Jordison also sees a downside to the resurging popularity of extreme double bass drumming … double kick dependency. “There are a lot of metal drummers that really disappoint me,” he confides. “Even though they’ve got crazy speed, it’s just a linear pattern of fast fills and double bass. It sounds great for the parts that they’re playing, like a lot of black or strict death metal stuff, but now the whole thing is, ‘Who can play faster?’ That starts to wear on my nerves. I’m all about as fast as you can go, but I just think it takes away from the actual song itself.”
Are there clues that tell you when you run the risk of overusing your double bass chops? “You can see where the riff should breathe a lot more,” Jordison advises. “Make more space for the vocal, because sometimes you can muddy that up, and the whole personality of the song can go away because the drummer’s just overplaying way too much.
He adds, “Sometimes I use double kick too much.”
A pregnant pause lingers before we dare ask: So Joey, can you give us an example of a Slipknot recording where you overplayed the double bass part?
“Actually no,” Jordison immediately laughs. “It’s all about the feel of the song. We’ll do three different double bass patterns on a certain riff before we know which one it is. Sometimes we’ll try it with a China, and then we’ll go to a ride cymbal, or the bell of the ride cymbal, or the hi-hat, just to find out where the space really lies, where it really makes sense for the song. It’s not just like, ‘Oh, we need a double bass part here, just do it.’ Sometimes we wipe out double bass completely, and all of a sudden the sun comes out, instead of getting too dark and muddy. Double bass needs to be used as a dynamic, not for flash.”
Like the volume control on your iPod, double bass is little more than a feature of a bigger thing. Whether you choose to use it or lose it will have little impact on your odds of making it big. But some drummers are simply compelled to play two kick drums, based on the style of music they play and lifestyle they choose.
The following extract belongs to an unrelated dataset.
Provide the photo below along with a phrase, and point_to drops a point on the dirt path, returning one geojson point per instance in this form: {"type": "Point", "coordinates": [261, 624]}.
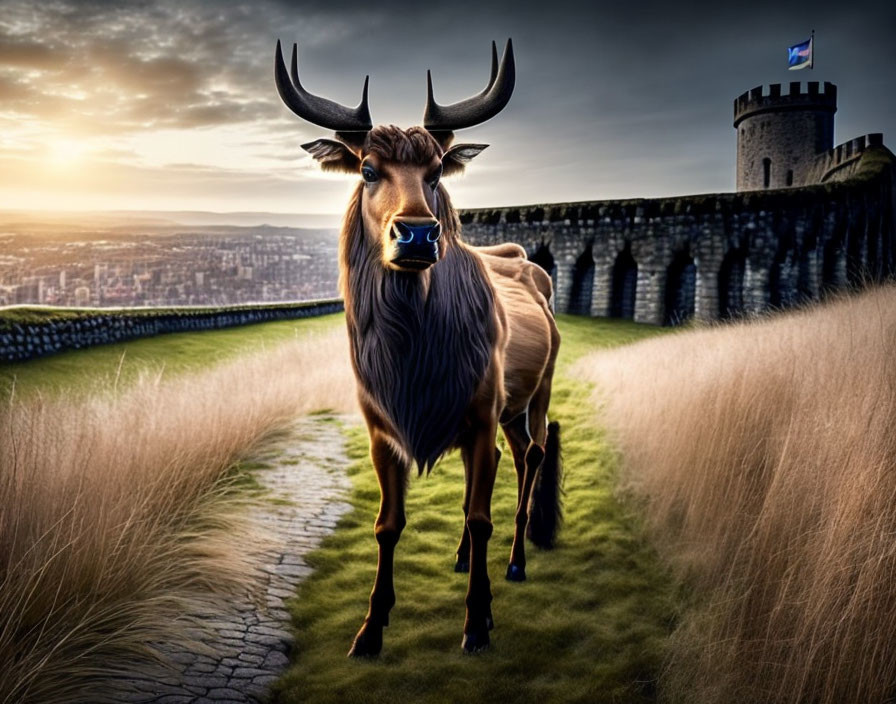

It’s a counterculture inside a subculture, and devoted young double bass drumming devotes at Slipknot shows routinely swarm Jordison. “They always ask the same question: ‘How did you get your speed so fast?’
“God!” he explodes. “It comes from years of practice. Start slow and gradually build up. Don’t try to dive right into playing the fast stuff.”
But let’s be real. In the hands of Jordison, Benante, or Lombardo, pure speed is alluring. “It’s an attractive thing to a young metalhead who is crazy about aggression and overall power. But to really develop your style, you should learn to walk before you can run. A lot of killer lead players that I know have no clue how to play a real soulful, well-structured, musical solo that sings, because they’re concentrating only on speed. I think that’s kind of self-defeating in a lot of ways.”
So here’s the rub. “Learn the basics first and build up. Because all you do is end up losing the best parts of playing rock music if you try to just jump right into all the technical stuff. You miss out on the real meat and potatoes of rock drumming. All that other stuff can come later, but learn your basics first.”
Jordison keeps an eye on those kids waiting backstage at Slipknot shows. “I’ve always thought the most important musician out there is that kid that’s in his basement that no one has heard of. There are kids coming out that want to make their mark – they’re one-upping everybody, and it’s absolutely amazing. I love it.”